Robert Oatley Vineyards is named for its Aussie owner, whose family made Rosemount Estate one of the most popular Australian brands. Its chardonnay defined a style and introduced many a drinker to that country’s wines.
Oatley sold Rosemount a decade ago and now owns about 1,300 acres of vineyards in Mudgee, about 160 miles northwest of Sydney. One of the country’s highest wine regions, it was planted with grapes 150 years ago. On Oatley’s estate are the country’s first sangiovese vines.

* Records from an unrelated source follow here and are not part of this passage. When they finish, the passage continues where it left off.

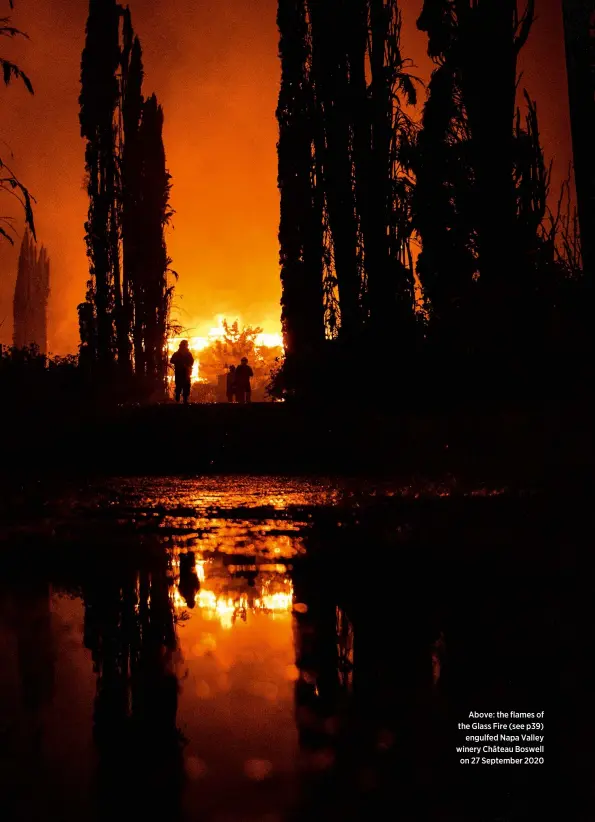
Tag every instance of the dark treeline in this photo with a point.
(32, 290)
(430, 242)
(124, 320)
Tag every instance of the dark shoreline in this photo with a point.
(548, 445)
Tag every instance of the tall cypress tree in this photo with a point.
(477, 264)
(127, 299)
(330, 75)
(154, 214)
(579, 36)
(98, 101)
(300, 228)
(131, 165)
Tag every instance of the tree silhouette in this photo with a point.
(128, 299)
(9, 184)
(301, 223)
(482, 182)
(31, 294)
(579, 35)
(153, 215)
(98, 102)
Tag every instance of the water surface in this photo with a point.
(271, 649)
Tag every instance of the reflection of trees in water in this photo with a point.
(130, 631)
(365, 696)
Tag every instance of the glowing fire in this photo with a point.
(198, 344)
(226, 608)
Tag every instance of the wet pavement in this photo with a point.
(270, 649)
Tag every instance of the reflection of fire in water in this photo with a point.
(267, 589)
(198, 344)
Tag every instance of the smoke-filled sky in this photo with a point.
(214, 67)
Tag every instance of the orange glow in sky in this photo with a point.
(215, 70)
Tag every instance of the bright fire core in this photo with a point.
(198, 344)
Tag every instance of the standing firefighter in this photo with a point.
(182, 362)
(243, 375)
(231, 383)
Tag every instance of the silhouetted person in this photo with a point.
(189, 584)
(243, 375)
(182, 362)
(231, 383)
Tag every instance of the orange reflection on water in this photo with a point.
(225, 596)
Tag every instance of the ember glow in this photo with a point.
(216, 332)
(272, 592)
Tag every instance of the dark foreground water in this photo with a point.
(259, 650)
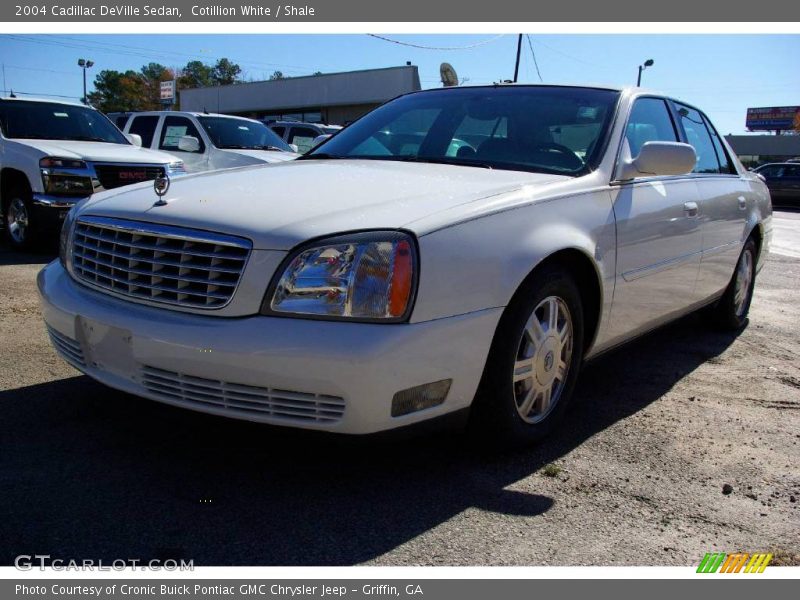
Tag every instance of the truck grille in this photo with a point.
(237, 398)
(158, 263)
(112, 176)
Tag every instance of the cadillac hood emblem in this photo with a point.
(161, 187)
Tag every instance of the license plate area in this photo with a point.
(107, 347)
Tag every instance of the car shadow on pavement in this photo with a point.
(87, 472)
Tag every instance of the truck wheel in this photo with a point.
(20, 224)
(730, 313)
(533, 362)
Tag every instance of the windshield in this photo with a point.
(53, 121)
(226, 132)
(542, 129)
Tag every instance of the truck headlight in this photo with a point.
(65, 177)
(368, 276)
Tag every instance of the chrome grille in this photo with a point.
(115, 175)
(237, 398)
(69, 349)
(158, 263)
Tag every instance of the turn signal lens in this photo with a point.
(366, 276)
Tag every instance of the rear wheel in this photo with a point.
(731, 310)
(20, 223)
(533, 363)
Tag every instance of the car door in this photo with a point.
(724, 199)
(143, 126)
(658, 231)
(172, 129)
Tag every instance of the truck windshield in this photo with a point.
(546, 129)
(52, 121)
(228, 133)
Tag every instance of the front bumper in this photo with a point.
(51, 210)
(209, 363)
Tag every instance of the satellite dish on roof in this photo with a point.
(448, 73)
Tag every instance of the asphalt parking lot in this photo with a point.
(634, 477)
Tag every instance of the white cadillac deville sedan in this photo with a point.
(461, 248)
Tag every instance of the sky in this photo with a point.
(721, 74)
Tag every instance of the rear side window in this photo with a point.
(144, 126)
(650, 121)
(726, 165)
(698, 136)
(174, 129)
(791, 171)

The vineyards are in the scenic foothills of the Blue Mountains, which shelter the grapes from coastal rains. The long, cool, but sunny ripening season, the rocky volcanic soils and the 1,500-foot elevation all preserve acidity in the grapes — and give the resulting wines their freshness.
The popularity of rosé has, sadly, inspired dozens of wineries to jump on the bandwagon, and many are producing boring new bottlings.
Which make this one seem even more of a standout.
Zester Daily contributor Elin McCoy is a wine and spirits columnist and author of “The Emperor of Wine: The Rise of Robert M. Parker, Jr. and the Reign of American Taste.”